Having ended last year with the largest month-over-month decline in seven years, the S&P CoreLogic Case-Shiller Index for single-family home values within the San Francisco Metropolitan Area (which includes the East Bay, North Bay and Peninsula) dropped another 1.3 percent in January.
The index has dropped a total of 4.3 percent since the third quarter of 2018. And its year-over-year gain now measures 1.8 percent, representing the smallest year-over-year gain for the index since the second quarter of 2012.
While the index for the bottom third of the Bay Area market managed to eke out a 0.3 percent gain at the beginning of the year, its year-over-year gain has dropped to 3.6 percent, a drop of over eight (8) percentage points since January of 2018.
The index for the middle third of the market shed 1.5 percent in January but remains 3.0 percent higher on a year-over-year basis (versus 10.5 percent higher at the same time last year).
And the index for the top third of the market dropped 2.4 percent in January, its largest month-over-month drop in seven years, and its year-over-year gain has dropped to a total of 0.8 percent, down ten (10) percentage points since the first quarter of last year.
At the same time, the index for Bay Area condo values dropped another 1.6 percent in January. And having shed 5.7 percent since the second quarter of last year, the index is now running only 1.6 percent above its mark at the same time last year.

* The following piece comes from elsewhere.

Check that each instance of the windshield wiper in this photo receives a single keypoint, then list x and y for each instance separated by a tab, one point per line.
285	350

As we first noted in the third quarter of last year, Las Vegas is still leading the nation in terms of home price gains, up 10.5 percent year-over-year versus a national average of 4.3 percent, with Phoenix in second place (up 7.5 percent) and Minneapolis (up 5.1 percent) having displaced Atlanta (up 4.9 percent).

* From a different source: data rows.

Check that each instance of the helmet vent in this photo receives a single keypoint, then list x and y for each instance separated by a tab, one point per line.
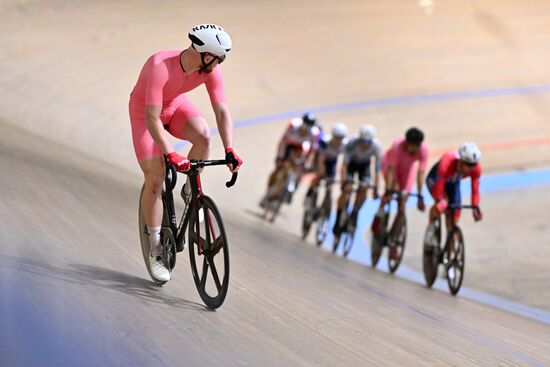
196	40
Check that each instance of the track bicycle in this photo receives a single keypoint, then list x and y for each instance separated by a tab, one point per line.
452	255
284	187
318	214
347	225
393	238
207	239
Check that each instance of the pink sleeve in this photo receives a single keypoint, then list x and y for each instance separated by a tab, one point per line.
424	153
156	79
214	86
391	155
476	173
438	190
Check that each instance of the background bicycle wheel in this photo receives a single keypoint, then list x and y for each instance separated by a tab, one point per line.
472	70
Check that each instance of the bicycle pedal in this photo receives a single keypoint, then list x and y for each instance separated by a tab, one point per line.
181	247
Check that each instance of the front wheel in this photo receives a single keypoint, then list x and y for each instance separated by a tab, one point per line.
208	252
431	250
378	230
396	242
456	257
307	222
347	241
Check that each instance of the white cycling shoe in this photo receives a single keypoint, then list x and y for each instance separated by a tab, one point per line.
158	270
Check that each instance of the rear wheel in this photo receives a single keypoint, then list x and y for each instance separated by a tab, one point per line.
309	214
430	255
322	228
306	223
396	242
347	241
209	253
456	257
378	238
322	222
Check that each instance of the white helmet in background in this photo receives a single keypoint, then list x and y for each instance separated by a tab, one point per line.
210	38
339	130
367	132
469	153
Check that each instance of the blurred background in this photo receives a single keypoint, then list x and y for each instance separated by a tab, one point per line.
469	70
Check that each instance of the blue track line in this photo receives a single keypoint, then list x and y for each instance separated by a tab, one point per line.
360	252
492	183
392	101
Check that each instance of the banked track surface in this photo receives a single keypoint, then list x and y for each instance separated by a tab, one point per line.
74	290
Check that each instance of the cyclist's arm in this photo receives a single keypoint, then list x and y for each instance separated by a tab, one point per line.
156	129
390	177
224	123
216	92
476	174
377	163
420	180
156	79
422	164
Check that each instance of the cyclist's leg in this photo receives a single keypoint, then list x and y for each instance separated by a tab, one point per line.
431	179
364	179
452	190
151	163
279	165
187	123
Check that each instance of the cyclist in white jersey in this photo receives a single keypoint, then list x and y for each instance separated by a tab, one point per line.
358	156
330	148
300	141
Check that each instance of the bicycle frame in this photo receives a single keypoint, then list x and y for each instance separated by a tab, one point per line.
196	192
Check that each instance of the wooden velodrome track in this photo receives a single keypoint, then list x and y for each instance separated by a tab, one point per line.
74	290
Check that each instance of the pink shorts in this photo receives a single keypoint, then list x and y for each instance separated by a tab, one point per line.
405	180
174	116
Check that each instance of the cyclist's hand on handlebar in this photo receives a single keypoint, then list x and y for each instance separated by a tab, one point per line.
441	205
420	203
181	163
234	159
478	215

At 1.8 percent, San Francisco ranked second to last in terms of year-over-year gains, trailed only by San Diego (up 1.3 percent). And the national average was the lowest since 2015.
Our standard SocketSite S&P/Case-Shiller footnote: The S&P/Case-Shiller home price indices include San Francisco, San Mateo, Marin, Contra Costa and Alameda in the “San Francisco” index (i.e., greater MSA) and are imperfect in factoring out changes in property values due to improvements versus appreciation (although they try their best).